Why Firewall Allows Outbound After a Specific App Updates Itself

Quick fix: Some apps create their own Windows Firewall rules during update, including overly-broad outbound allow. Audit existing rules: Get-NetFirewallRule | Where-Object Direction -eq Outbound | Where-Object Action -eq Allow. Delete rules created by the app: Remove-NetFirewallRule -DisplayName “Suspicious Rule”.

You configured strict outbound firewall rules. After updating a specific app, outbound traffic for that app started working unexpectedly — your rules were supposed to block it. The app’s installer or updater added its own “Allow outbound” rule during update.
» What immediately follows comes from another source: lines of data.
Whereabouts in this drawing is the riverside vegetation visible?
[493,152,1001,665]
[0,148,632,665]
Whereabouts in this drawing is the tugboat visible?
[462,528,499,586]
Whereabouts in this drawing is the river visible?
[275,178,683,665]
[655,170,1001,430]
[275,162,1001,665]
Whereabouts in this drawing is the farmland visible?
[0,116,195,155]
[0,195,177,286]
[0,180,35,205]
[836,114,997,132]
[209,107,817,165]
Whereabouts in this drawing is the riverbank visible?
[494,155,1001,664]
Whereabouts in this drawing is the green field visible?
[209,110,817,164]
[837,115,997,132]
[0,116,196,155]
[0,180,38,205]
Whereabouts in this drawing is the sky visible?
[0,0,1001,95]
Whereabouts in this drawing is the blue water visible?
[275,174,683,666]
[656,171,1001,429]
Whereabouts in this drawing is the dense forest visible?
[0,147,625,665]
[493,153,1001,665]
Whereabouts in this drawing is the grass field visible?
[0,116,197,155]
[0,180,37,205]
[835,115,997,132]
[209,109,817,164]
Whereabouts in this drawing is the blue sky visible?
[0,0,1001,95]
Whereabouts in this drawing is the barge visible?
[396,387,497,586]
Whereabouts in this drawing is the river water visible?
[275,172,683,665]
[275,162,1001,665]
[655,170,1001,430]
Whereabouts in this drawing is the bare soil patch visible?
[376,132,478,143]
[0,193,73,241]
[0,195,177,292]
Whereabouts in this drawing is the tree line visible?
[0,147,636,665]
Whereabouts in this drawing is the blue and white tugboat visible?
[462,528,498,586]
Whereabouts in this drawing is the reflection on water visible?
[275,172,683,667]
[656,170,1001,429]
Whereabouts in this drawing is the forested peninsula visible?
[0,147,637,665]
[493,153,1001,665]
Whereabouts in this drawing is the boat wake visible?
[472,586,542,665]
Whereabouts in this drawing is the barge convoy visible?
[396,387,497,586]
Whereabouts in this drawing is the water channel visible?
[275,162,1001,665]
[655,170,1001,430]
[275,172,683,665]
What allows app rule creation

By default, Windows Firewall allows apps running as Administrator (or installers via UAC) to add their own firewall rules. Updates often run under elevated context and silently add rules. The result: your “deny by default” policy gets undermined.

Method 1: Audit and remove unwanted rules

1. Open elevated PowerShell.
2. List recent outbound allow rules: Get-NetFirewallRule | Where-Object {$_.Direction -eq ‘Outbound’ -and $_.Action -eq ‘Allow’} | Sort-Object DisplayName.
3. Identify rules created by the app (often named after the app or its EXE).
4. Remove: Remove-NetFirewallRule -DisplayName “Rule Name”.
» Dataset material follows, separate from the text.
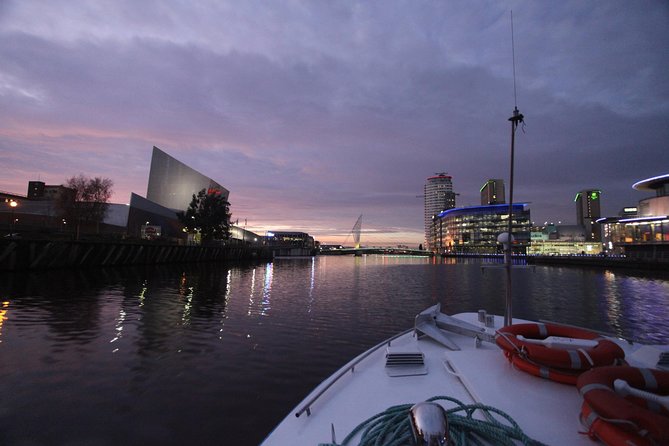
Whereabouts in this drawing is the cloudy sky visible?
[0,0,669,244]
Method 2: Prevent apps from creating rules

1. gpedit.msc → Computer Configuration → Windows Settings → Security Settings → Windows Defender Firewall with Advanced Security → Windows Defender Firewall Properties.
2. For each profile (Domain, Private, Public), open Settings.
3. Under Rule merging, set Apply local firewall rules to No.
4. Now only GPO-pushed rules apply; locally-added rules (including from app updates) are ignored.

Method 3: Set strict outbound default deny

1. In the same GPO Properties dialog, set Outbound connections to Block.
2. Add explicit allow rules only for apps you trust.
3. Any app that adds its own rule under this policy gets denied unless you explicitly allow.

Verification

• The app you didn’t want to allow can’t reach the Internet after rule removal.
• New rules created by the app on update fail to apply (if Method 2).

If none of these work

For very aggressive apps that bypass firewall via different mechanisms (UWP apps with broadFileSystemAccess, or apps that use port-binding tricks), consider a third-party firewall like SimpleWall or tinywall that doesn’t allow app self-modification.

Bottom line: Apps adding their own firewall rules is the default Windows behavior. Block via GPO “Apply local firewall rules: No” or audit and remove unwanted rules periodically.